C’est défendre Bush qui est une cause perdue

Le pénaliste était aussi connu pour ses saillies. On se souvient encore de son interview accordée au journal France soir où à la question « comment peut-on être l’avocat de Saddam Hussein? », il avait répondu: "Défendre Saddam n’est pas une cause perdue. C’est défendre (le président américain George W.) Bush qui est une cause perdue".

Isabelle Coutant-Peyre, l’avocate (et épouse) de Carlos, a débuté sa carrière en 1981 à son côté. "Cela a été une chance incroyable", a-t-elle déclaré à l’AFP, "il avait une vision politique exemplaire du métier d’avocat et une expérience unique dans les grandes luttes du XXe siècle."
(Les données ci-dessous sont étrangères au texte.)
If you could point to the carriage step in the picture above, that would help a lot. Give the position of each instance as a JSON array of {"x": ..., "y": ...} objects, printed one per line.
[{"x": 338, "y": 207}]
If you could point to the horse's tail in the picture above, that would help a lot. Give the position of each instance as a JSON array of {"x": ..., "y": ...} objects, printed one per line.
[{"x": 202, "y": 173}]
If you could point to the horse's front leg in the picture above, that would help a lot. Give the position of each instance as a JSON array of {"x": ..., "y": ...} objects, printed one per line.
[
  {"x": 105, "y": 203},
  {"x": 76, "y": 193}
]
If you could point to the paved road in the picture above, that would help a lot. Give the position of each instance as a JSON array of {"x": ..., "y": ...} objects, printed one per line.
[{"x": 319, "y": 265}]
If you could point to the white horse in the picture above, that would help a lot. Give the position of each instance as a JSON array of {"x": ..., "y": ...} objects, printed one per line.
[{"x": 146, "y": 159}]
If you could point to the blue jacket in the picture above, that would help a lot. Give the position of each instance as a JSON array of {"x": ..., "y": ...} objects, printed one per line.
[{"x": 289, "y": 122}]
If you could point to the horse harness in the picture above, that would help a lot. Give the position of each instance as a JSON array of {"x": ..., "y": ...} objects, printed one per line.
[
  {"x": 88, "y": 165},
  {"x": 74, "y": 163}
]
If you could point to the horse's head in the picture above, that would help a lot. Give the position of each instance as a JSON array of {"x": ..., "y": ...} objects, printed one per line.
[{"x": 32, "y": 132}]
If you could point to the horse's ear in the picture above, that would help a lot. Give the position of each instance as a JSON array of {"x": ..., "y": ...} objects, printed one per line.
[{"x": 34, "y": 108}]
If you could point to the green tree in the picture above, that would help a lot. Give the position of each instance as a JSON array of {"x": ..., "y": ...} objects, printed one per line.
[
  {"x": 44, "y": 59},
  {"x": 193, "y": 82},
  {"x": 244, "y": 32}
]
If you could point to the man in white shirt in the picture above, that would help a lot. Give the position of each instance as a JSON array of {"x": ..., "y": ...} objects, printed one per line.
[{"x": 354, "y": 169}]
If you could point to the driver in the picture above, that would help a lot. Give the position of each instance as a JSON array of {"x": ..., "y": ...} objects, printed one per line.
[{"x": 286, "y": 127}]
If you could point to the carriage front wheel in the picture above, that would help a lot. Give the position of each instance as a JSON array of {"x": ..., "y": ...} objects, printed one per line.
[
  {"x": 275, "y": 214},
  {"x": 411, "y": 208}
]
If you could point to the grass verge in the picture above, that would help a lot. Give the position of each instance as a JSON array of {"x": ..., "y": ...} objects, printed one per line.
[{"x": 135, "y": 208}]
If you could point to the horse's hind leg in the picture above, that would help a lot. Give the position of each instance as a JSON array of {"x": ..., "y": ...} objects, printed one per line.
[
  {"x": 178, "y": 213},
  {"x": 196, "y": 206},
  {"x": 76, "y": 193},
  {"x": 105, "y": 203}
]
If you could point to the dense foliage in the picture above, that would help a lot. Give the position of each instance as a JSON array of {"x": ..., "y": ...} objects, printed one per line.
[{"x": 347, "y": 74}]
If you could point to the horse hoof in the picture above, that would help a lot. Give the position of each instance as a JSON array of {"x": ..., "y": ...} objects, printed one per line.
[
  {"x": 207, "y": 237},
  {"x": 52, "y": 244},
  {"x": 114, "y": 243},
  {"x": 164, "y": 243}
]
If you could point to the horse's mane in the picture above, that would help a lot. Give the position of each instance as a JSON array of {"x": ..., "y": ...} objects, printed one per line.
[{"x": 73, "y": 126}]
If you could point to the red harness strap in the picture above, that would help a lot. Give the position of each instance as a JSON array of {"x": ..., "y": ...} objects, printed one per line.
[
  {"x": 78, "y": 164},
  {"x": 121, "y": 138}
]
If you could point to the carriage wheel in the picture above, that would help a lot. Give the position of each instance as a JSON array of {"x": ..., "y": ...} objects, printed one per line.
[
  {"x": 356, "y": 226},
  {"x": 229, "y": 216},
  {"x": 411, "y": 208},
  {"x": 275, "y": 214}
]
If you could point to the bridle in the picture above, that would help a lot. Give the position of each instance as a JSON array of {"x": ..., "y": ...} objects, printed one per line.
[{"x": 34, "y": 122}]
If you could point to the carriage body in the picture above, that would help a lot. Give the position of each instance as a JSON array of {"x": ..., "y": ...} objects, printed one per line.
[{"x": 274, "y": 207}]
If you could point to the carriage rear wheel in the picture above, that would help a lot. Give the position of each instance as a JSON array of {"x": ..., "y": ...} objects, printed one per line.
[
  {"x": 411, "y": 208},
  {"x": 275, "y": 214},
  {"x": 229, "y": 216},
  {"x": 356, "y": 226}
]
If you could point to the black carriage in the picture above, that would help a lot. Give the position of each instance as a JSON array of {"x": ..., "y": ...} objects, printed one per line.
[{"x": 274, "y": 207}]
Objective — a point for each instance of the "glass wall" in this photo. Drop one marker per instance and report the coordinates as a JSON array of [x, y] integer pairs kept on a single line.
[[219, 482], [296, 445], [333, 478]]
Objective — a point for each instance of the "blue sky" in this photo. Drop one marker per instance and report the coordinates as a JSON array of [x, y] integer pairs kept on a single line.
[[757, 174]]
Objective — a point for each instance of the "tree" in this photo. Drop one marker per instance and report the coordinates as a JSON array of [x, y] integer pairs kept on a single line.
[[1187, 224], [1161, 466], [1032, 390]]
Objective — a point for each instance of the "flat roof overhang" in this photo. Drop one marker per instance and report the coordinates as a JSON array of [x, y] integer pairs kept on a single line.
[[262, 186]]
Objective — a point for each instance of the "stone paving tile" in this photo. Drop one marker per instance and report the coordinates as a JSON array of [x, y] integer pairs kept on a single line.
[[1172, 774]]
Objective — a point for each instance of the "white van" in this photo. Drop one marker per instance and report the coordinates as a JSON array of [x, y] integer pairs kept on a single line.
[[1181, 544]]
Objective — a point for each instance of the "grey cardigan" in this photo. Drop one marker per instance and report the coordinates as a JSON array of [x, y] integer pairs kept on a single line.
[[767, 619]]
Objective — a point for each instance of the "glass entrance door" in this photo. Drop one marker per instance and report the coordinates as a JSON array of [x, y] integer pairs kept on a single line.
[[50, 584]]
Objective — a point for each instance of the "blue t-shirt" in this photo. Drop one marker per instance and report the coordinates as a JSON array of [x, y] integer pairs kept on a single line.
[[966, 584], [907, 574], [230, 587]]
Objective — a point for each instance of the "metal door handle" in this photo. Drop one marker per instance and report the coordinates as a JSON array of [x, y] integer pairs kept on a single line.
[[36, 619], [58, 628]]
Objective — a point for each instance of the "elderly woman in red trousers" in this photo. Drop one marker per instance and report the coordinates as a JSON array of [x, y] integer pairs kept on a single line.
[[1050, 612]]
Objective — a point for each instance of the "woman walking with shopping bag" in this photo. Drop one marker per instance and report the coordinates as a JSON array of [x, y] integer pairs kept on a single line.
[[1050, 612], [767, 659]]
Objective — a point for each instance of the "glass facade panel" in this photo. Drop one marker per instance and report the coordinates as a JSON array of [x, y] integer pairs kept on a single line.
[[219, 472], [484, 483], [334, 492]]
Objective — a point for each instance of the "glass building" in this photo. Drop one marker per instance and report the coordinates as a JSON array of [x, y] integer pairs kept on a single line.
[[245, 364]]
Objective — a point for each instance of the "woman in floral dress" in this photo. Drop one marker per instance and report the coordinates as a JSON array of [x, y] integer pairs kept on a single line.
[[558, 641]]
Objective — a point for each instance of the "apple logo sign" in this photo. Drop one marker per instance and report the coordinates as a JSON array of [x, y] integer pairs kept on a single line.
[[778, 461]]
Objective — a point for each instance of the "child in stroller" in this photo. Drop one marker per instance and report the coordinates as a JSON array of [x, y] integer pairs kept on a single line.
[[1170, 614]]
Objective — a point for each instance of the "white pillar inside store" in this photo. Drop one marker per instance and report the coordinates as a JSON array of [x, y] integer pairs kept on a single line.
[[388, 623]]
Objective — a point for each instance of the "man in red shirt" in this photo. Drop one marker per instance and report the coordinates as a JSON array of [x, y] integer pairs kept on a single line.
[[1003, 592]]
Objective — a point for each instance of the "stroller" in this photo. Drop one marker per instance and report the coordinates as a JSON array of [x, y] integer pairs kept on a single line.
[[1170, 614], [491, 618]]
"Les grands arbres qui bordaient les allées de notre profession tombent. (…) Quand il défendait Klaus Barbie, j’étais du côté des parties civiles. J’étais du bon côté, il était du mauvais, mais c’est ce qui fait la démocratie", a réagi le député français du  Front National, Gilbert Collard.

"Il n’y a pas beaucoup de géants au barreau, mais lui incontestablement en était un", avec "une période glorieuse quand il défendait le FLN algérien et une moins glorieuse quand il a commencé à défendre des mouvances terroristes comme la bande à Bader", a jugé l’avocat Georges Kiejman.

Me Charrière-Bournazel a salué "un très brillant avocat", "courageux" et "indépendant". "Un avocat, ce n’est pas un mercenaire, c’est un chevalier, et Jacques Vergès était un chevalier", a-t-il résumé.